The appellants submitted that the position adopted by HMRC was unduly rigid and that the evidence showed that non-standard types of transaction were available which would overcome the problem of the deceased’s life being uninsurable due to her age. The expert evidence of HMRC was limited in that it focused on sales of life interests and contingent reversions under trusts, both of which were materially different from the present case. No reliable conclusion could therefore be drawn from this evidence. Unlike in RCC v Bower & anor  STC 510 , in the present case, there were feasible options for the sale of the deceased’s retained interest rather than mere conjectures. It was open to the tribunal to take account of the normal mechanisms of financial affairs and to hypothesise the likely sales and the shape of the market in which they would be made.

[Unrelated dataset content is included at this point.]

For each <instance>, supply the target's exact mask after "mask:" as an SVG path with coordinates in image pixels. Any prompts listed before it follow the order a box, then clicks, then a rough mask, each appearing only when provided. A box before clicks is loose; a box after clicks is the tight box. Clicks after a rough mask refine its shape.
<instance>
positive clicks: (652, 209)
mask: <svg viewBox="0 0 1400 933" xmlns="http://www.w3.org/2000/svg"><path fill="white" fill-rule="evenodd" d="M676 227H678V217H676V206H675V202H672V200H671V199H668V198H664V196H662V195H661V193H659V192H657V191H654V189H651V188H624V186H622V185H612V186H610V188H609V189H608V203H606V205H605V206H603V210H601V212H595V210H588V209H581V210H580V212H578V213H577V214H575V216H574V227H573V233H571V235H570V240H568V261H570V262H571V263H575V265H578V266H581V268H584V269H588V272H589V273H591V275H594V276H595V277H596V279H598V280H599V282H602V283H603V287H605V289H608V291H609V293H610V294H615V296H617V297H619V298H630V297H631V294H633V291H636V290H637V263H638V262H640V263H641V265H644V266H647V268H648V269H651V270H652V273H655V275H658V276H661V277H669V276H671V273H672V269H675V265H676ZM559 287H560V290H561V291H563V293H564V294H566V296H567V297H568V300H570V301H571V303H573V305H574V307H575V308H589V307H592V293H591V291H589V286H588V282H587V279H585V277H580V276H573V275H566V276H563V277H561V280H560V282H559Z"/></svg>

HMRC submitted that care should be taken not to speculate where evidence of reality was lacking. The authorities clearly required the statutory hypothesis to be related to evidence of what was likely to happen. The best evidence of that in the present case was what happened in closely comparable situations in the open market. The circumstances of the case were virtually on all fours with Bower . None of the suggestions put forth by the appellants were supported by any evidence that they had ever actually occurred. Even in the case of a special purchaser, Walton emphasised that the person envisaged must be a reality and not an artificial construct. No evidence was put forward of such a person and the appellants’ hypothetical methods of achieving a sale lacked commercial reality. As such, no reliance should be placed on them.
Held (dismissing the appeal):
- 1. It was clear from the authorities, and Bower in particular, that the tribunal was required to conduct an enquiry into the factual existence of the open market in which a sale is to be hypothesised for the purposes of s160 IHTA 1984. The appellants’ evidence showed no existing market, let alone one which could be described as an open market, nor a market for any similar type of entitlement.

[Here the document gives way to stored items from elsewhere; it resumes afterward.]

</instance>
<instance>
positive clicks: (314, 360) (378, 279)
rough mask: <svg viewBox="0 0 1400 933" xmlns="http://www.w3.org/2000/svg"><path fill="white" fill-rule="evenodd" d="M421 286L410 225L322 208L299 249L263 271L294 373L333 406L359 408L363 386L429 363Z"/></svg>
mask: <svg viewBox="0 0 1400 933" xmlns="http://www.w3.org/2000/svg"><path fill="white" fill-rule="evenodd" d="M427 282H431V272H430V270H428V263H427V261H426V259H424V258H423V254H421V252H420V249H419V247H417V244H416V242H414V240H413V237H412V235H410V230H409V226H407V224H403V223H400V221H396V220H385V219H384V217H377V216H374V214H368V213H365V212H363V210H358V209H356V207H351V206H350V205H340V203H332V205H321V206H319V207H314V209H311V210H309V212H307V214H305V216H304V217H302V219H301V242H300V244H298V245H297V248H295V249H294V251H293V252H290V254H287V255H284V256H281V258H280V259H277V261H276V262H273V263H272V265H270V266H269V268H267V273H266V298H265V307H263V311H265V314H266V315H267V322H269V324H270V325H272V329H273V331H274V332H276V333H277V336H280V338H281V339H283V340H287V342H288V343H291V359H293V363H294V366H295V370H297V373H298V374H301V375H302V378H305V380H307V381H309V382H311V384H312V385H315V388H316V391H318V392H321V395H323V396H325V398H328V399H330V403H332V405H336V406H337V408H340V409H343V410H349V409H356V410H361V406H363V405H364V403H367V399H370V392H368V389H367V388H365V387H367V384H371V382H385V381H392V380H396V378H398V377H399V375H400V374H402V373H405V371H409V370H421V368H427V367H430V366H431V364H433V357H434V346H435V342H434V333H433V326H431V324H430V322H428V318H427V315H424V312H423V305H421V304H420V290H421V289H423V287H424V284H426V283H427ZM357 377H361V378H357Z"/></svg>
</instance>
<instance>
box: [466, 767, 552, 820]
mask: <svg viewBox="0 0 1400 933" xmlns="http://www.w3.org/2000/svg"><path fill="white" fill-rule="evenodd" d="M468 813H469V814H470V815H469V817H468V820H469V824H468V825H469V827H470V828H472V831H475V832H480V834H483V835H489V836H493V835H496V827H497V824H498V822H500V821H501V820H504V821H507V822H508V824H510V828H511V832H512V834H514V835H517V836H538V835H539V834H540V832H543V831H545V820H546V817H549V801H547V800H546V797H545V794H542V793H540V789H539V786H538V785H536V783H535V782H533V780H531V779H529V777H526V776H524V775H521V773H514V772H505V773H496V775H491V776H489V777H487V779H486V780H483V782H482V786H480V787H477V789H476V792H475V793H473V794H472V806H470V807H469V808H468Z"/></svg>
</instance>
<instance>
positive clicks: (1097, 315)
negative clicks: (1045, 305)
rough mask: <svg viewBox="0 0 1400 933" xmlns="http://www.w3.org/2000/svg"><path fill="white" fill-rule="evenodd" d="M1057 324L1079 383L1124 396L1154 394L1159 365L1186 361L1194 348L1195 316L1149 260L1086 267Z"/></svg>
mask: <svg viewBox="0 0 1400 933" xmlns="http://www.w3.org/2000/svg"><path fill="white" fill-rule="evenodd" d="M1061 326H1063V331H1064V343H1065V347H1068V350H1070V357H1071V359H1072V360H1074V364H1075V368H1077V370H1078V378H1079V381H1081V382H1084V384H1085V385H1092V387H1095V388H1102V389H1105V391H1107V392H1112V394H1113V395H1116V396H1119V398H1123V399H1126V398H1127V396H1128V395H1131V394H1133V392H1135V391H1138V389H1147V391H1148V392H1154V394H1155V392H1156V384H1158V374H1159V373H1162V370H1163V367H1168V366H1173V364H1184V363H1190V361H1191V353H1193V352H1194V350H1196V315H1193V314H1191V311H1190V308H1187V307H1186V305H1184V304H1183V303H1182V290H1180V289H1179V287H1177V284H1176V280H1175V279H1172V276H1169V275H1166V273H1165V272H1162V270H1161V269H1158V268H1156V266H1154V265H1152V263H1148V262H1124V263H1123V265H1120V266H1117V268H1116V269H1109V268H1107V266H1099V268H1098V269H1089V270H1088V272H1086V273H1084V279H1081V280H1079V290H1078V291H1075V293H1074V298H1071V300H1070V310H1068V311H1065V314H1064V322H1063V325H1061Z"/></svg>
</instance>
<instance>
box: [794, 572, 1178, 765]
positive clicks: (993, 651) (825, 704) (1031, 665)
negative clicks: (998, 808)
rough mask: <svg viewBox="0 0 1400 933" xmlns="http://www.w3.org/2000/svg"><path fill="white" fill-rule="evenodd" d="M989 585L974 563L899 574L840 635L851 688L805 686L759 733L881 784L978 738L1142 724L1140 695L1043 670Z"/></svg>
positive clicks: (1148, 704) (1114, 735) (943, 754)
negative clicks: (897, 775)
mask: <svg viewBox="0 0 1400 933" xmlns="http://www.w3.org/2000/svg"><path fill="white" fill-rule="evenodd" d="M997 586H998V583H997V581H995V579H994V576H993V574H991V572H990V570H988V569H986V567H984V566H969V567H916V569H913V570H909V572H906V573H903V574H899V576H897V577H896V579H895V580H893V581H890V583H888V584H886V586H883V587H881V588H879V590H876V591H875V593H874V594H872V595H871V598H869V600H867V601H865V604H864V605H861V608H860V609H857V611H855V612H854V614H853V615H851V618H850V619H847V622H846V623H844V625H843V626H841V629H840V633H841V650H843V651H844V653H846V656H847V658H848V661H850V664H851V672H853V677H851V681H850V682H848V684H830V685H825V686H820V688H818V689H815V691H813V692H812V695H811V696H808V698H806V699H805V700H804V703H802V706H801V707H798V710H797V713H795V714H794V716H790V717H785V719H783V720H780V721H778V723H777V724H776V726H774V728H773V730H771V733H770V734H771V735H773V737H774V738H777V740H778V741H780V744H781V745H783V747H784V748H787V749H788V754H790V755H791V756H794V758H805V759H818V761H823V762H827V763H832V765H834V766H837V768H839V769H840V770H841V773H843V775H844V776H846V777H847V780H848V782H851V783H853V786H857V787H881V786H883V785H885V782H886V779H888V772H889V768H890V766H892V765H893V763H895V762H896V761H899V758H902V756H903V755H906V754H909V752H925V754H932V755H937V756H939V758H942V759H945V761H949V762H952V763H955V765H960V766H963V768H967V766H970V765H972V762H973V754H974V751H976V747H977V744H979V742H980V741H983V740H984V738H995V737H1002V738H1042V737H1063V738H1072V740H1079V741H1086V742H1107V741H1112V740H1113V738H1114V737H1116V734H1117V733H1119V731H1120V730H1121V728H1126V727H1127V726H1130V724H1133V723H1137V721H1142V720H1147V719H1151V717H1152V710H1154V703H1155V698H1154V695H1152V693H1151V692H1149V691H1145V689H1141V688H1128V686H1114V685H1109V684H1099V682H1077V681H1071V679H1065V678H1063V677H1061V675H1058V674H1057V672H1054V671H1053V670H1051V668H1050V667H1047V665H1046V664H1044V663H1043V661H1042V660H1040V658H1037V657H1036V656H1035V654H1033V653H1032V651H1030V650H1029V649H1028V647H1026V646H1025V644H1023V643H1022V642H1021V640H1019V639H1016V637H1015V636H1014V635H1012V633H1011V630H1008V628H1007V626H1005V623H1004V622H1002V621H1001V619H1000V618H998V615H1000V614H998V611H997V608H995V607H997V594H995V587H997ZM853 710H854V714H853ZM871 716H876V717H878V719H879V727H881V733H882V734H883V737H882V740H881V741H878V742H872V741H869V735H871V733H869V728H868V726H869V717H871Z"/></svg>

- 2. The evidence put forward by the appellants did not show that any of the hypothetical transactions they proposed had ever been achieved. The appellants’ evidence amounted to speculation of what was possible.
- 3. HMRC’s evidence relating to the sale of life interests and contingent reversion interests was limited and not entirely on all fours with the facts of the case but showed a consistent pattern of behaviour over a significant period of time in regard to rights very similar to those of the deceased in the settlement. Lord Hoffman’s reminder in Gray that although under s160 IHTA 1984 the sale is hypothetical, the open market in which it is supposed to have taken place is not very much in the tribunal’s mind.
- 4. Though the appellants’ hypothetical formulations were ingenious they did not pass the test of being identifiable with any type of open market that exists. The burden of displacing HMRC’s valuation lay with the appellants and it had not been discharged.